I'm hoping that it's a temporary anger and not FTD. Good luck. Keep us posted.
 
Thank you both. I remember someone talking about FTD? a long time ago, when his mom was sick with ALS. I will read up on it.
 
I'm so sorry you are going through this.

FTD does not usually come on suddenly, it is a wasting of the fronto temporal lobe. Typically gradual changes are noticed.

It may be worth getting this checked so you have some idea of what is going on?
 
Major depression, as is not uncommon in ALS, can also cause irritability, reduced empathy (though we also connect the latter directly to ALS) lack of attention to detail (like Star Wars vs. Star Trek). In a calmer moment, you might ask your husband if he might feel sad more than anything, and if he wants to try a med to feel less constantly so.

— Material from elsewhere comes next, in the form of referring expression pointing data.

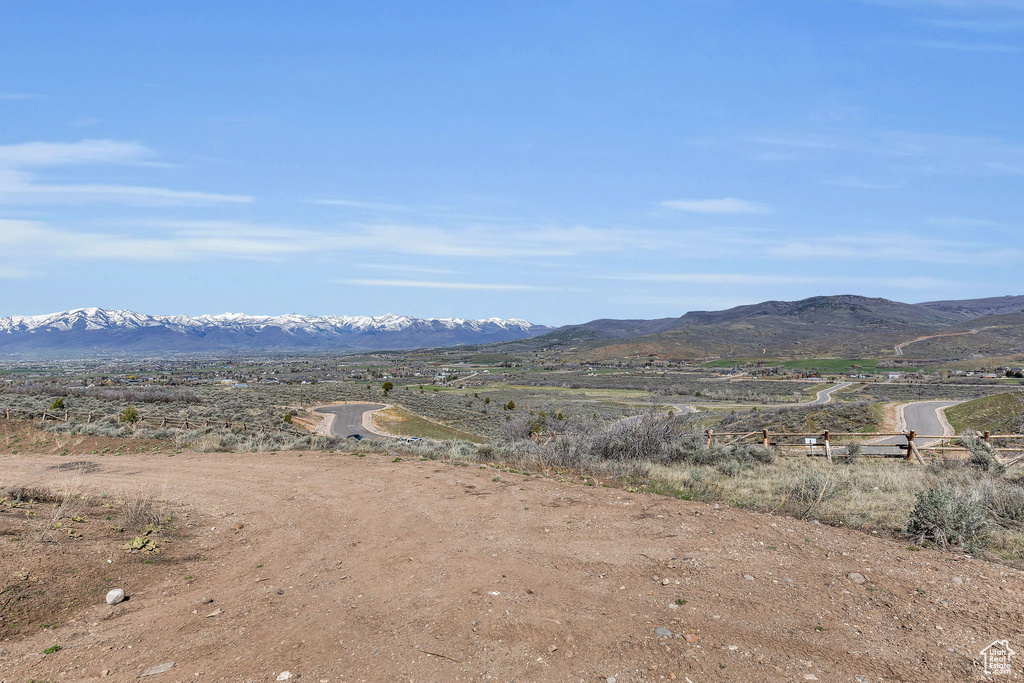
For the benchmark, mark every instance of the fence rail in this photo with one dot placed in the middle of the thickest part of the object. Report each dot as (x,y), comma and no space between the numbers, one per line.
(158,421)
(822,442)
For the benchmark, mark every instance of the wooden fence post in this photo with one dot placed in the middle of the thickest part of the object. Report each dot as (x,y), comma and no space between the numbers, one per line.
(911,447)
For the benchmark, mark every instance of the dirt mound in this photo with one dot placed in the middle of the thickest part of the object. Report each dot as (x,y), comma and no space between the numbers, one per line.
(345,568)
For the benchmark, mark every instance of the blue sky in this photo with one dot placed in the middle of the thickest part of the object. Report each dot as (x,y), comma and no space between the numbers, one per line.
(555,162)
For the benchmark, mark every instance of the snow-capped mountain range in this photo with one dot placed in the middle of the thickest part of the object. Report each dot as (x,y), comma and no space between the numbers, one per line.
(99,331)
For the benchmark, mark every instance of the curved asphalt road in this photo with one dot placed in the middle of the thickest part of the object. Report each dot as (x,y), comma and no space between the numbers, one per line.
(922,417)
(348,419)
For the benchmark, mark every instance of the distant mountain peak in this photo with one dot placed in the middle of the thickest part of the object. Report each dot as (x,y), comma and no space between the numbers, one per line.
(99,330)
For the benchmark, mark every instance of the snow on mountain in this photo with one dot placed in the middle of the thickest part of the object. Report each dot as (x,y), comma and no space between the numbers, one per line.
(102,330)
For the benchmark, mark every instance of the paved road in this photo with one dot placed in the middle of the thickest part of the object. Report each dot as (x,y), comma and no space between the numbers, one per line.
(348,419)
(824,396)
(923,418)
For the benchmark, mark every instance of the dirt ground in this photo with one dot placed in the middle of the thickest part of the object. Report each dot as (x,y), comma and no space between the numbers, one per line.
(338,567)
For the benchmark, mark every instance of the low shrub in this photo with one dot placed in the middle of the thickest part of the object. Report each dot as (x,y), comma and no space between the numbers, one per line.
(949,516)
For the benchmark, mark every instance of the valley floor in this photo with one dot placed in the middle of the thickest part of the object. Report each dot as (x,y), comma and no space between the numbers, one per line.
(338,567)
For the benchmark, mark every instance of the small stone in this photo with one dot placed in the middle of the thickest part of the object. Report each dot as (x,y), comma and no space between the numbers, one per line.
(159,669)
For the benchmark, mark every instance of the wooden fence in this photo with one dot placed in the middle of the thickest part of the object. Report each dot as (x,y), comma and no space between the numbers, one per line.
(1007,449)
(157,421)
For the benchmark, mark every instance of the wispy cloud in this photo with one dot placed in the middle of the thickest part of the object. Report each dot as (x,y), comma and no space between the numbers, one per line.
(998,25)
(750,280)
(894,247)
(726,205)
(19,95)
(372,206)
(902,155)
(861,183)
(29,155)
(400,267)
(957,221)
(486,241)
(18,185)
(431,285)
(968,47)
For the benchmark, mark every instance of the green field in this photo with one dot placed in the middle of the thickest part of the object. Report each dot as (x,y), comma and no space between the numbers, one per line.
(999,413)
(403,423)
(824,365)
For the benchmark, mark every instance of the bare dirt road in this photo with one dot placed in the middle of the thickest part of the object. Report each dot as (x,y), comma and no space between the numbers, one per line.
(345,568)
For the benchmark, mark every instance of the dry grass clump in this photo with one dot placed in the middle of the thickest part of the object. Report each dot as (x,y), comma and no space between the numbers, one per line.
(139,509)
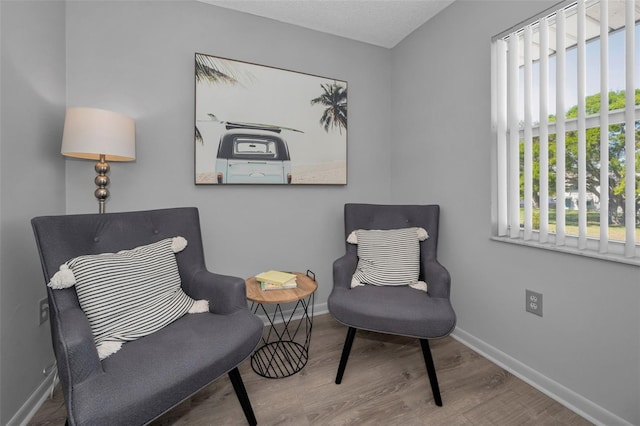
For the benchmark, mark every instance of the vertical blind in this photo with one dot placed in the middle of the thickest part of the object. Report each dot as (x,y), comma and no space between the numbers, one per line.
(566,148)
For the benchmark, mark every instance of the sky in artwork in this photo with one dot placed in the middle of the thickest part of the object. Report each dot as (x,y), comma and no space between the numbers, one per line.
(272,96)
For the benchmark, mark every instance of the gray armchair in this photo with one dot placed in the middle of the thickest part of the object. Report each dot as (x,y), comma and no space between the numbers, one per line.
(399,310)
(152,374)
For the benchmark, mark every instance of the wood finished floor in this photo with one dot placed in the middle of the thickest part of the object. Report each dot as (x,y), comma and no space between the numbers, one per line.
(385,383)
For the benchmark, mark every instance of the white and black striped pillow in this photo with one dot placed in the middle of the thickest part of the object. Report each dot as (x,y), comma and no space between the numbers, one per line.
(388,257)
(129,294)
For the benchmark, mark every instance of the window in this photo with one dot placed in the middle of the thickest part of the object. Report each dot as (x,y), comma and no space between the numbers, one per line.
(567,171)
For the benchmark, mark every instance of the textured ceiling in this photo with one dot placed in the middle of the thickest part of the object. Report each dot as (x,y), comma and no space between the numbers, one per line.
(380,22)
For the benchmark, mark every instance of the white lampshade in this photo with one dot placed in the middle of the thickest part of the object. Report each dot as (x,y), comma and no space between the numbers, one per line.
(90,132)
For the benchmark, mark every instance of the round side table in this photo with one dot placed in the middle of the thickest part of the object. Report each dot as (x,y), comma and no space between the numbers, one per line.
(285,342)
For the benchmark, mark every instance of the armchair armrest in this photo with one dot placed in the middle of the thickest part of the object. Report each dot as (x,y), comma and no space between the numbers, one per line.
(226,294)
(76,353)
(437,278)
(343,269)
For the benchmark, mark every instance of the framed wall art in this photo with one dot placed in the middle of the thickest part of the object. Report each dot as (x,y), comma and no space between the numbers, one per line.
(257,124)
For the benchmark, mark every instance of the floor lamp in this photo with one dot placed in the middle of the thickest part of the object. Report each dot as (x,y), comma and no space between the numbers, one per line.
(97,134)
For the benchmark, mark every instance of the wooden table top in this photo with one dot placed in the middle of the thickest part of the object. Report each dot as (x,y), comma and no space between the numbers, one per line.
(306,286)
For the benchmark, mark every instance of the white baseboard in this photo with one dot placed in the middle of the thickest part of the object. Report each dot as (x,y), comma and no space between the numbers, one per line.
(565,396)
(35,401)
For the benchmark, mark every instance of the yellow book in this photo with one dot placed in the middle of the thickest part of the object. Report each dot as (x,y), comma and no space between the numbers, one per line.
(276,278)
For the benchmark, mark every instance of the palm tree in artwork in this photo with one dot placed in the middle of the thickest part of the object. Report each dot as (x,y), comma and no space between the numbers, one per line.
(334,98)
(208,69)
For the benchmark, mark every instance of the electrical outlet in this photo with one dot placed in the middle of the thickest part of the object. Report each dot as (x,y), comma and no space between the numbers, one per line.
(534,302)
(43,310)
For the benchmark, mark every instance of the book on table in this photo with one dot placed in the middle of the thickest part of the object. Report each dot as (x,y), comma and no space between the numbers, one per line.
(276,280)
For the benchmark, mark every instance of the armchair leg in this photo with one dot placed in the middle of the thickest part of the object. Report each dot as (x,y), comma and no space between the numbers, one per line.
(351,334)
(431,370)
(241,393)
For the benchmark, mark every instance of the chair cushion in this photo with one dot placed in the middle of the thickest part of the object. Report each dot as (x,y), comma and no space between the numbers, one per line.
(151,374)
(129,294)
(395,310)
(389,257)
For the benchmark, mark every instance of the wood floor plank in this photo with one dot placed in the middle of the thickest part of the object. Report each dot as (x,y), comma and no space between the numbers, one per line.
(385,383)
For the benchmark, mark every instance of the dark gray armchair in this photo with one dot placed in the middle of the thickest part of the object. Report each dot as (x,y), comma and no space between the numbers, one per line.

Remember your I statements; since you have taken care of pts in a similar boat, that should be fairly easy.

Best,
Laurie
 
Be careful however because until recent years MOST PALS with FTD were diagnosed with depression as their symptoms were written off.
 
Thanks all. I know some depression is going on, how could it not be. Mix it with a healthy dose of anger and you have mood swings. You guys have helped me focus and keep things in perspective.
 
My pals has anxiety and depression but has exhibited a lot of confusion and memory problems. He also can be short tempered. I dont know if i is the disease or if it the worst side of him comes out. Hang in there. Tomorrow is a new adventure!
 
Thanks all. I think it is a healthy dose of depression and anger. He levled out yesterday and coped with the day. Are there any therapist, psychiatrists that specialize in depression and anger due to this disease? I want to help him, but he sees me as someone he should be caring for,not someone who should fix this for him.
 
Your clinic and/or the local MDA or ALSA may know of a therapist who could help. It is not a specific specialty, but there are often clinicians in/near hospitals that see a lot of pts with physical health issues that are accompanied by mood/cognition issues. Lots of chickens and eggs.
 
Hello Turnip, I know first hand what you are going through. My PALS (hubby) is and has been doing the same things. I know it is not personal and I have to keep in mind that he is sick. The difficulty I have and I imagine that you are also seeing is as the caregiver we are first in line to catch it completely. We try to make things as good as we can but it still isn't right.
I feel for you and send you hugs and strength. As I continue to be told, you must try to give yourself time and care. I know it is sad and painful not to have that connection any longer with your best friend and sole mate. It hurts tremendously. Hugs!